A determinação da vontade supõe um efeito que deve ter
uma causa. Se a vontade for determinada, há um determinador. Deve-se supor que
esse seja o caso mesmo com relação àqueles que dizem que a vontade determina a
si mesma. Se isso ocorrer, a vontade é tanto a determinadora quanto a
determinada. É uma causa que age e produz efeitos sobre si mesma e é o objeto
de sua própria influência e ação.
Com respeito àquela grande inquirição: “O que
determina a vontade?”, seria muito tedioso e desnecessário, no momento, examinar
todas as variadas opiniões que têm sido apresentadas com relação a esse
assunto. Também não é necessário que eu entre em uma discussão particular de
todos os pontos debatidos nas disputas sobre esta outra questão: “Por acaso a
vontade segue sempre o ultimo ditame do entendimento?” É o suficiente para o
meu presente propósito dizer que o motivo que, como se apresenta à
consideração da mente, for o mais forte, é o que determina a vontade. Mas pode ser
necessário que eu explique um pouco o que quero dizer.
Por motivo quero dizer o todo daquilo que move, estimula ou convida a mente à volição, quer seja uma coisa isolada ou muitas coisas
conjuntamente. Muitas coisas específicas podem concorrer e unir suas forças
para induzir a mente, e, quando isso ocorre, todas elas juntas são como um motivo complexo. E quando falo do motivo mais forte, tenho em mente a força do todo
que opera para induzir um ato particular de volição, quer seja a força de uma
coisa isolada ou de muitas coisas juntas.

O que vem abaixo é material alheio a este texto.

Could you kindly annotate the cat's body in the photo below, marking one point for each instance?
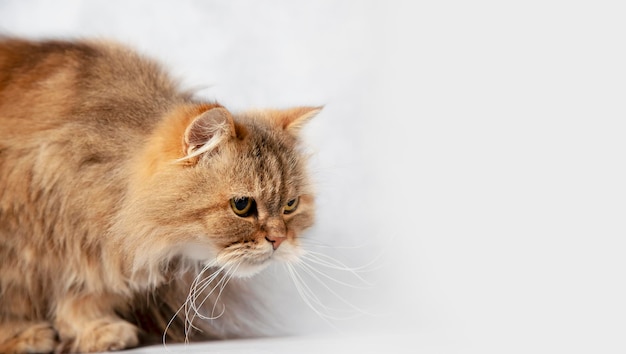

O que quer que seja objetivamente um motivo, nesse
sentido, deve ser algo que existe na visão ou apreensão do entendimento,
ou da faculdade perceptiva. Nada pode induzir ou convidar a mente a querer ou
agir sobre algo, a menos que seja percebido ou esteja de uma forma ou outra
na visão da mente. Pois aquilo que é totalmente imperceptível e está perfeitamente fora
da vista da mente não pode afetá-la de forma alguma. É muito evidente que nada
está na mente ou a alcança, ou se apossa de qualquer parte dela, de alguma outra maneira que não seja pela percepção ou pelo pensamento.
E penso que todos devem concordar que tudo o que é
propriamente chamado um motivo, estímulo ou indução a um agente perceptivo e
volitivo tem algum tipo e grau de tendência ou vantagem para mover ou estimular a
vontade, prévio ao efeito ou ao ato da vontade estimulada. Essa tendência prévia
do motivo é o que eu chamo de a sua força. Aquele motivo que tem um menor grau
de vantagem prévia ou tendência para mover a vontade, ou que parece menos
convidativo na maneira como se apresenta à vista da mente, é o que chamo de um motivo mais
fraco. Ao contrário, aquele que parece mais convidativo e tem, pelo que o entendimento ou apreensão atribui a ele, o maior grau ou tendência
prévia a estimular e induzir a escolha é o que chamo de motivo mais forte. E, nesse
sentido, suponho que a vontade é sempre determinada pelo motivo mais forte.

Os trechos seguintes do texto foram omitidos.